The line recalled the Oval Office showdown last February, when Trump ejected Ukrainian President Volodymyr Zelensky from the White House, though their relationship was repaired, or at least it seemed to be. 

But by demanding gratitude when Russia is attacking civilian targets in the Ukrainian capital in the midst of negotiations, Trump appears unduly spiteful. 

Trump haters were especially gleeful over two other black eyes he suffered.

A federal judge’s decision to toss the indictments of former FBI Director James Comey and New York Attorney General Letitia James unleashed loud cheering in the media peanut ­gallery. 

As The New York Times put it, the ruling by Judge Cameron McGowan Currie in Virginia marked “the most significant setback yet to the president’s efforts to force the criminal justice system to punish his perceived foes. The dismissals also served as a rebuke to Attorney General Pam Bondi, who had rushed to carry out Mr.

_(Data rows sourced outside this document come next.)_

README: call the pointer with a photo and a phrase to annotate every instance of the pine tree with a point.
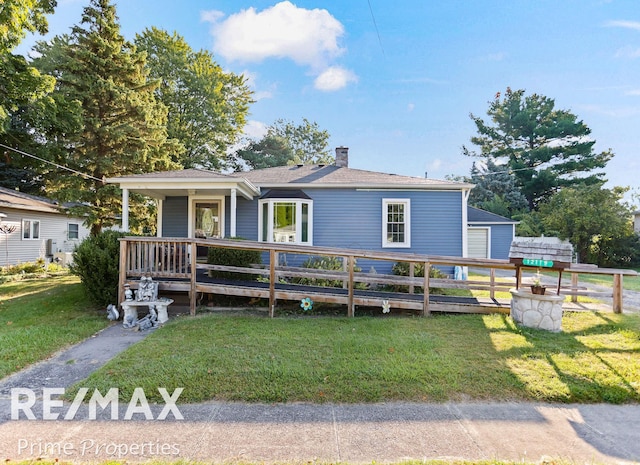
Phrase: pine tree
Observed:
(546, 149)
(120, 127)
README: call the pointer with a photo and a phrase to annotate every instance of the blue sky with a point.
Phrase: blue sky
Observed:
(399, 95)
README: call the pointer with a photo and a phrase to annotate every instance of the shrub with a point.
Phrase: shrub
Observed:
(331, 263)
(233, 257)
(96, 262)
(402, 269)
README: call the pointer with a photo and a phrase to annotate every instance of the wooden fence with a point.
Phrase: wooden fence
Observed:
(169, 261)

Trump’s orders.” 

Yes, but the ruling had nothing to do with the merits of the charges, which the government promises to file again. 

The ruling dealt primarily with the role of Lindsey Halligan, a former Trump lawyer whom he wanted Bondi to appoint as an interim US attorney for the Eastern District of Virginia. 

The problem is that Trump had fired the first interim prosecutor, Erik Siebert, who reportedly said the cases against Comey and James lacked sufficient evidence. 

Still, Halligan, working largely alone and over the objections of other prosecutors in the office, won grand jury indictments against both, but the judge declared her appointment improper. 

The problem is that Siebert was also an interim appointment, and the law forbids Bondi from appointing two different people in the same 120-day window, the judge ruled. 

This is not Bondi’s first screwup, and she should have known about the timing limitation. 

Still, the judge dismissed the indictments “without prejudice,” meaning the government can ­refile the accusations against both Comey and James. 

The idea that Trump is hell-bent on punishing his political enemies is a handy one for the left, but it never concedes that Comey, James and others first investigated Trump largely because he was a Republican. 

They targeted him for purely political reasons, yet that’s only a problem when he goes after those who abused their offices and arguably committed other crimes. 

James stands accused of mortgage fraud and Comey allegedly lied to Congress in 2020.